Publié le 07 mai 2010 par Cassandre

couvyi6.jpgJe ne parlerais presque pas ici de Suicide Club car cet opus qui se situe à la fois avant et après ce film ont finalement très peu de points communs. Le site Internet qui représente la "connexion" et les points rouges et blancs qui représentent les suicidés ainsi que l'histoire du suicide collectif de 54 jeunes filles à la gare de Shinjuku de Tokyo sont bien les seuls liens. Sorti de ça, rien à voir.
J'ai vu les deux films réalisés par Sono Sion avec plusieurs mois d'écart et je pense qu'on peut très bien voir l'un sans avoir vu l'autre. Pour revenir un instant sur les suicides de groupes et avoir peut être un poil plus d'information sur le sujet, j'avais écrit cet article, il y a quelques temps.

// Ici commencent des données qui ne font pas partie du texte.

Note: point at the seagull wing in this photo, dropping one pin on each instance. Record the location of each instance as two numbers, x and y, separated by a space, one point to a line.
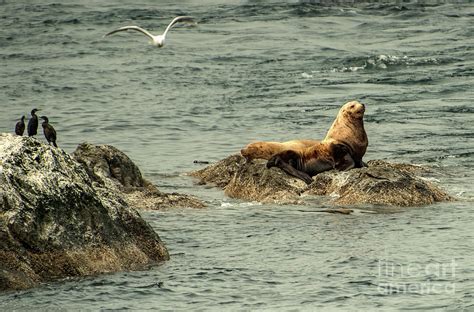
124 28
178 19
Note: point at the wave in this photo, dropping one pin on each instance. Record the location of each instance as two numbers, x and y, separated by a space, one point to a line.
385 62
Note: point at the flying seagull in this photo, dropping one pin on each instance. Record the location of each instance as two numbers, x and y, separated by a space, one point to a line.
159 40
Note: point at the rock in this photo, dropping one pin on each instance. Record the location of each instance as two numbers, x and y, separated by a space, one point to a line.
109 167
55 222
381 183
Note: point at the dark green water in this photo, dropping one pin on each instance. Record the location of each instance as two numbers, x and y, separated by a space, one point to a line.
259 70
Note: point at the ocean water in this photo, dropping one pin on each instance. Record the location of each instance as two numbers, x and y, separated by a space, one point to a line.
259 70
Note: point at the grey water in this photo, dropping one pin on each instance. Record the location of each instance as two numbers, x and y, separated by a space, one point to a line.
259 70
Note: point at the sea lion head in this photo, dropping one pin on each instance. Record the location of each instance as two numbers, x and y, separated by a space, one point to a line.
255 150
352 110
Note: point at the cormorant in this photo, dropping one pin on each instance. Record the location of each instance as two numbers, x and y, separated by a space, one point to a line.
20 126
49 132
33 123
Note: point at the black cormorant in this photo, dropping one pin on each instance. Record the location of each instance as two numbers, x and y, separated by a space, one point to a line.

Ici, il s'agit l'histoire d'une famille, les Shimabara. Noriko, 17 ans est l'aînée de la famille. Ils vivent dans une petite ville du Japon. Elle s'ennuie ferme, tente par tous les moyens de se rebeller contre son père (à la façon japonaise, bien sûr), elle ne sait pas trop ce qu'elle veut, être adulte, être enfant. Petite fille à son père ? Elle ne trouve pas son "rôle".

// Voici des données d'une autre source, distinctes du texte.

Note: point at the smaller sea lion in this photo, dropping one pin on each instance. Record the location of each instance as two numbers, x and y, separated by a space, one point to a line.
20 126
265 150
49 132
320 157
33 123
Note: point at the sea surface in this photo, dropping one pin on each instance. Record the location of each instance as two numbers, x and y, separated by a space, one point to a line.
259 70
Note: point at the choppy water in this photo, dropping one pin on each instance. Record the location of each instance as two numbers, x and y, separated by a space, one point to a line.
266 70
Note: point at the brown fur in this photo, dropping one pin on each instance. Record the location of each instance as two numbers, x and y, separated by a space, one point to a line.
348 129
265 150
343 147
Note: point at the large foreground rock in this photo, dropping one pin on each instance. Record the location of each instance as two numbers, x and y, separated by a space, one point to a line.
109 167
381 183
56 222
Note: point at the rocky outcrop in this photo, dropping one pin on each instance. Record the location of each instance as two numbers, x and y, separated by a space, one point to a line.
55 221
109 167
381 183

Alors elle se réfugie sur un forum "haikyo.com" pour communiquer avec d'autres filles. Ainsi s'ouvre devant elle un nouveau monde, où elle ne se sent plus seule. Elle y rencontre "Ueno Station 54" qui est un peu l'administratrice du site, mais aussi d'autres "Barrage brisé", "long cou"... ces amitiés virtuelles la pousseront le 10 décembre 2001 à fuguer de chez elle pour rejoindre ses "amies" à Tokyo.

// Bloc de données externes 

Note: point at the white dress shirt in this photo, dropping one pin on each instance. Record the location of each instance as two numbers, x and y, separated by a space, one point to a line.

Point de rencontre avec le film Suicide Club, la narration du suicide de 54 jeunes filles que rien ne semblait rapprocher, le 26 mai 2002.
Seule sa soeur Yuka, fini par comprendre pourquoi sa soeur est partie alors qu'elle se moquait d'elle quand celle-ci lui disait avoir envie "d'ailleurs". Et c'est suite à cet évènement tragique que la petite soeur de Noriko, suit le même chemin que celle-ci en se connectant à son tour le site Internet et en fuguant pour la retrouver.
Sans tout révéler du film, et pour faire court, le père va "finalement" partir à la recherche de ses deux filles, et ce faisant, découvrir une terrible vérité qui dépasse l'entendement.
Le traitement visuel et oratoire est très différent de ce que nous avons l'habitude de voir ou d'entendre. Le film est découpé en chapitres où l'on a la vision de l'histoire de chacun des protagonistes : Noriko, Yuka, le Père, "Ueno Station 54". Et l'histoire est principalement racontée, la voix off se superposant parfois sur les dialogues. La bande son ne semble pas très présente, mais quand elle se fait sentir, on a une forte impression de décalage entre ce qu'on entend et ce qu'on voit. Le style est lent, l'image parfois redondante mais cela s'explique par la volonté de narrer plutôt que de filmer. Comme un livre en image, je dirais. La longueur du film, presque 3h, peut faire peur, mais je vous garanti que vous ne regardez jamais votre montre, avant d'en voir la durée, je ne savais pas combien de temps j'avais passé devant la télévision.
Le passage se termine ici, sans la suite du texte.